No creí a mi madre cuando me lo dijo. No había considerado la posibilidad de perderla. Simplemente, había dado por hecho que acabaría mejorando. Pero no pude estar más equivocada. Lloré desconsolada como nunca antes lo había hecho, y mi madre hizo lo propio al otro lado de la línea.
Falté tres días al trabajo. Mis amigos me enviaron flores, postales y mensajes por Whatsapp y hasta vinieron a hacerme la comida y me dejaron llorar en su regazo. Hasta los amigos que no tenían perro entendían que el amor que sentía por Lola era infinito. Está claro que Lola había echado una mano (o una patita) para forjar ese amor.
“Nadie firmaría que le rompieran el corazón sin saber que, a cambio, va a recibir el amor más mágico, especial e incondicional del mundo”
Muchas personas dicen que los perros saben que sus amos son quienes les dan la comida y que se portan así para aumentar sus probabilidades de recibir más comida, pero yo no lo veo así.
A los humanos nos encantan los padres, la familia, los amigos, las parejas, las historias, los trabajos, los trajes que nos quedan bien, las aventuras y la comida tan deliciosa que se nos olvida hacer foto para Instagram antes de hincarle el diente. Pero ¿alguna vez has querido tanto a alguien que, cuando llegaba a casa, no sabías si saltar, llorar, correr, chillar o darle tu juguete favorito para mostrarle tu amor? ¿Quieres tanto a alguien como para tumbarte a sus pies por la noche aunque la tele esté alta, pese a que dormirías mejor en tu cama blandita que en el suelo o en la moqueta áspera? ¿Quieres a alguien tanto que en cuanto sale de casa ya estás deseando que vuelva y te sientas a esperarle durante horas frente a la ventana?

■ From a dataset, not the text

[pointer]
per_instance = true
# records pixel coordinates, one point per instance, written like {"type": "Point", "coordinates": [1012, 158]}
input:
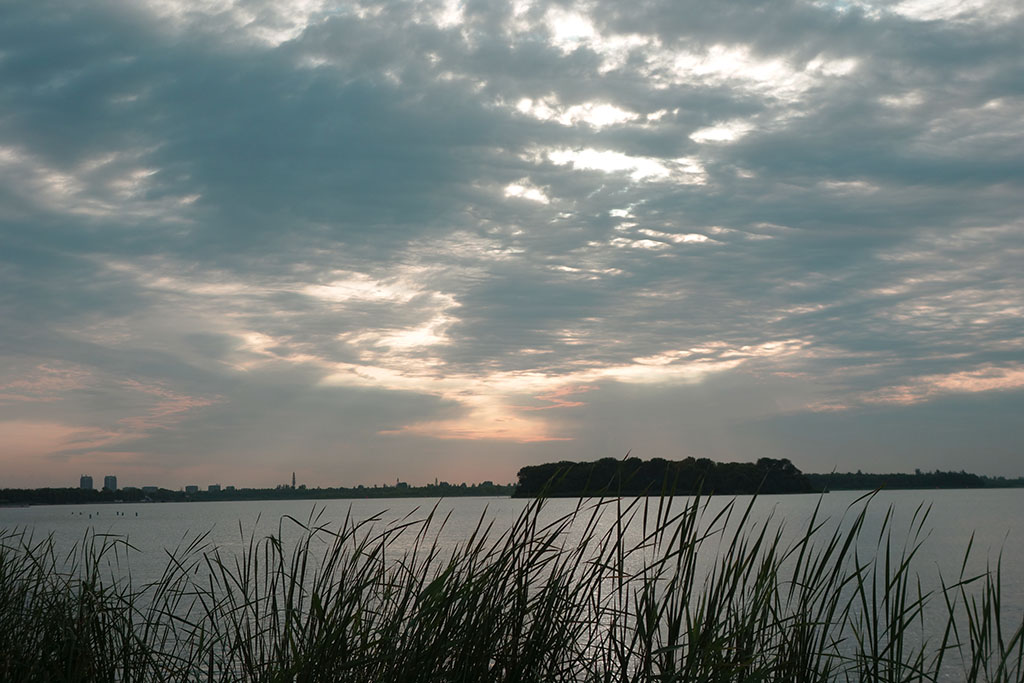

“Solo nos dio amor y solo pidió amor a cambio”
Sé cuáles son mis respuestas. Y todos quienes tienen perro lo saben también. Porque está claro que nadie firmaría que le rompieran el corazón sin saber que, a cambio, va a recibir el amor más mágico, especial e incondicional del mundo.
Cuando nos llegaron las cenizas de Lola, la llevamos a la playa por última vez. Esparcimos sus cenizas en el mar y cavamos un último hoyo por ella, en honor de un perrito con una vida breve que solo nos dio amor y solo pidió amor a cambio. La playa parecía estar detenida, como si estuviera esperando que cavaran más hoyos. Cuando llegamos a casa de mi madre, sus rincones favoritos parecían estar esperando a Lola.
Un año después, sus rincones siguen esperándola. Hoy la calle parece un horno y el sol baña hasta el último recoveco del jardín. En alguna parte de este jardín, Lola está disfrutando del sol, con la lengua fuera y meneando el rabo.